Review: A 1970s-Set Creep-Fest, The Power Finds Scares in Shadows and Trauma

From writer/director Corinna Faith comes The Power, a mid-1970s-set creep-fest about nurse trainee Val (Rose Williams) who arrives at a dilapidated East London hospital on her first day in the midst of a city union dispute, during which most buildings in London have to turn off their power for hours at a time. As a result, most of the patients at the Royal Infirmary are shipped off to another hospital, leaving behind just a few patients who can’t be moved and a skeleton crew of nurses and maintenance workers to cover things in the mostly pitch-black facility. I’m guessing you can see the spooky potential already.

The Power

Photo Credit: Laura Radford/Shudder

The Power is almost more about its subtext and backstories than it is what’s going on in the moment. Val grew up in a girls orphanage where she accused a male supervisor of inappropriate touching, and while it’s certain that she suffered some sort of trauma as a result, it’s unclear whether it is the result of what the supervisor did to her or the uproar aimed at her after she reported his misdeeds, which apparently ruined his life. When a fellow nurse (Emma Rigby) at the hospital (who also happened to be at the same girls home) refers to the maligned supervisor as “that poor man,” you get the best sense of what Val was up against as a young, abused girl.

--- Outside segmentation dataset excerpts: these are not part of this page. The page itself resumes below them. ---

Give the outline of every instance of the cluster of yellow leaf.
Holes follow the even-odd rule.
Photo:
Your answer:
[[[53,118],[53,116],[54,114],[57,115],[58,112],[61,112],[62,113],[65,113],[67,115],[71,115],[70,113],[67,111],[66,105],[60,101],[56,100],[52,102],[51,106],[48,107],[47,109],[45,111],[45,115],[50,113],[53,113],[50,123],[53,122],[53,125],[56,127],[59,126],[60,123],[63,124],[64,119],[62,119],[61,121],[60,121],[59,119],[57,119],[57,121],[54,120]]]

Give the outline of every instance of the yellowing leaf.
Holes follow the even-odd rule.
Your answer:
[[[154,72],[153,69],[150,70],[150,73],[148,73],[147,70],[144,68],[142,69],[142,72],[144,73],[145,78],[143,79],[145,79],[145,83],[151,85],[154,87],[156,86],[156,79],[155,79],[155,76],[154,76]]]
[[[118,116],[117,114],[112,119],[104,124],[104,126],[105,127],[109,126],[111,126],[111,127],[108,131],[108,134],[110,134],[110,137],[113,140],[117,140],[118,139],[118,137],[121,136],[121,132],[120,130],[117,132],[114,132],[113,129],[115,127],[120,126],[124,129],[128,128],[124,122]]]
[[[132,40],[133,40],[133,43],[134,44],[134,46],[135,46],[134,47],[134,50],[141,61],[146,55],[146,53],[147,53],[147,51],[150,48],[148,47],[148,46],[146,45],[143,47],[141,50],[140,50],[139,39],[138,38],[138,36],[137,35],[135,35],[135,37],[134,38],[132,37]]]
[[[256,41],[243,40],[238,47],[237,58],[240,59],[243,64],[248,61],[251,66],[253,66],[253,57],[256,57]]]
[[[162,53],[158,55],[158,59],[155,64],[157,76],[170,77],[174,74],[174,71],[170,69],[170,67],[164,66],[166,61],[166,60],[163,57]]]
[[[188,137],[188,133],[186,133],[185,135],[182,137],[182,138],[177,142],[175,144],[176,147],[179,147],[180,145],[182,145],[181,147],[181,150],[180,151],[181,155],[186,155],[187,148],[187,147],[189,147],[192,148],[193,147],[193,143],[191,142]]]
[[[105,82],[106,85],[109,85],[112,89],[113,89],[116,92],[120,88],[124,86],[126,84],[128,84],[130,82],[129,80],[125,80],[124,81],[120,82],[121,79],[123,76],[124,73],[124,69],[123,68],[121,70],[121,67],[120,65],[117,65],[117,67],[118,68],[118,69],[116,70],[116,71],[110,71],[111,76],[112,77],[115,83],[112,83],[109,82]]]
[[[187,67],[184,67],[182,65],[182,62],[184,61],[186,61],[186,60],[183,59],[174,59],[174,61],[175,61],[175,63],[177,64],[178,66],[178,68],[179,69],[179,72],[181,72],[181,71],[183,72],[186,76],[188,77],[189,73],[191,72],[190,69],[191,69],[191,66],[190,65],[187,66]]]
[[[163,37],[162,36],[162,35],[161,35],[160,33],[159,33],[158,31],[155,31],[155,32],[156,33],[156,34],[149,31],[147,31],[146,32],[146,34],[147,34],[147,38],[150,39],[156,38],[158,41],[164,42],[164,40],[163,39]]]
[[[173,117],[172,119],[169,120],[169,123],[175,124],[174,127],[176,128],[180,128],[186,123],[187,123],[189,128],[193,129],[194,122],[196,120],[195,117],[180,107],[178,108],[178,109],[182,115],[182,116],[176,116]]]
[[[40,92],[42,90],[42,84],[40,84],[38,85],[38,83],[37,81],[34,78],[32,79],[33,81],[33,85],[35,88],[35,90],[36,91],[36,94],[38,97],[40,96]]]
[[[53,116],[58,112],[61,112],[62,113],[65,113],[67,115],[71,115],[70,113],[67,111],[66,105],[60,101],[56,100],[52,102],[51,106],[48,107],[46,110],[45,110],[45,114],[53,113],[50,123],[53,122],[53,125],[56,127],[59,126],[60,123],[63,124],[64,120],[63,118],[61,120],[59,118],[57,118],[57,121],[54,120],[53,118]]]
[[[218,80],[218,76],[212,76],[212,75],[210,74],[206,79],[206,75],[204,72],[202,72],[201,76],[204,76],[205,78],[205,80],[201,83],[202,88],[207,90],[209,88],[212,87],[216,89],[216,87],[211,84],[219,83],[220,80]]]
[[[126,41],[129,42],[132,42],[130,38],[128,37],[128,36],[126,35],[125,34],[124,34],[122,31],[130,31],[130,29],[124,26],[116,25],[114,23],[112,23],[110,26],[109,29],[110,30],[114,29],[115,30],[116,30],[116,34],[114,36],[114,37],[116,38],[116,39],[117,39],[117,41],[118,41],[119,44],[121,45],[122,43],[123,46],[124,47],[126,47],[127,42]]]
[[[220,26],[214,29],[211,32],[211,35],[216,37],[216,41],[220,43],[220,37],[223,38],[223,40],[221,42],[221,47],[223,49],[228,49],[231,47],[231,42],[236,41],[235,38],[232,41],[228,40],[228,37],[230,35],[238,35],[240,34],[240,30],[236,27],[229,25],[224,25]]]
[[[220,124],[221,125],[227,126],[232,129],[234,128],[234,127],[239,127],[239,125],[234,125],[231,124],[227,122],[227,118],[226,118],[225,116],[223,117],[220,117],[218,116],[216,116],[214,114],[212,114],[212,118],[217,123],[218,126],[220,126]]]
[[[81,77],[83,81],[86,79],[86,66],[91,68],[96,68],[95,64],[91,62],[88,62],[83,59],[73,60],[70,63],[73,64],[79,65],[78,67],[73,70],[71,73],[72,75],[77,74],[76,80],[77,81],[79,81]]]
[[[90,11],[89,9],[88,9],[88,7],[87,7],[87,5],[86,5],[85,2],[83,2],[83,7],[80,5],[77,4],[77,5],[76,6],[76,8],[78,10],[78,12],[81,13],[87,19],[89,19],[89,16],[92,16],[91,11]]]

Val makes it clear from the beginning that she has trouble with the dark, so when the stern hospital matron (Diveen Henry) assigns her the night shift on her first night, the odds of Val making through unscathed seem slim. Thanks to a combination of a creepy maintenance man who sees himself as a real charmer and some sort of unseen entity that attacks Val in the dark, she not only is forced to relive her own trauma but she has to do so within the pitch black walls of this creaky building. And when she reports her attack to the other nurses, they are hesitant to believe her because of her history with questionable abuse reports. The one doctor on staff who seems to believe her (Charlie Carrick) is immediately suspect because he seems to be the only nice person in the entire hospital.

As The Power continues, it becomes painfully clear that not only is there a vengeful force in the walls of the infirmary, but that it wants to use Val’s vulnerability and past to get inside her head and take over for a spell, spilling blood and causing havoc all through the night. Williams is impossibly good as Val, who transitions from timid and obedient to powerful and violent in the blink of an eye. In some ways, the performance reminded me of Morfydd Clark in Saint Maud, a film more deeply rooted in religious fever than personal trauma, though strangely the two don’t look that different on the outside.

Director Faith also has a tremendous visual style, which is especially impressive considering how much of the movie is shot in the dark. But her use of shadows as a means of building tension is perfectly realized and utterly terrifying. Even the down moments, featuring the hospital staff chatting and gossiping, felt genuine and necessary to give us the briefest of respite from the scares. The exact nature of the dark force that haunts the hospital is a bit elusive, but the more solid undercurrents concerning a time and place where harassment claims from women were essentially ignored seem all too believable and sadly, quite relevant.

The film is now streaming on Shudder.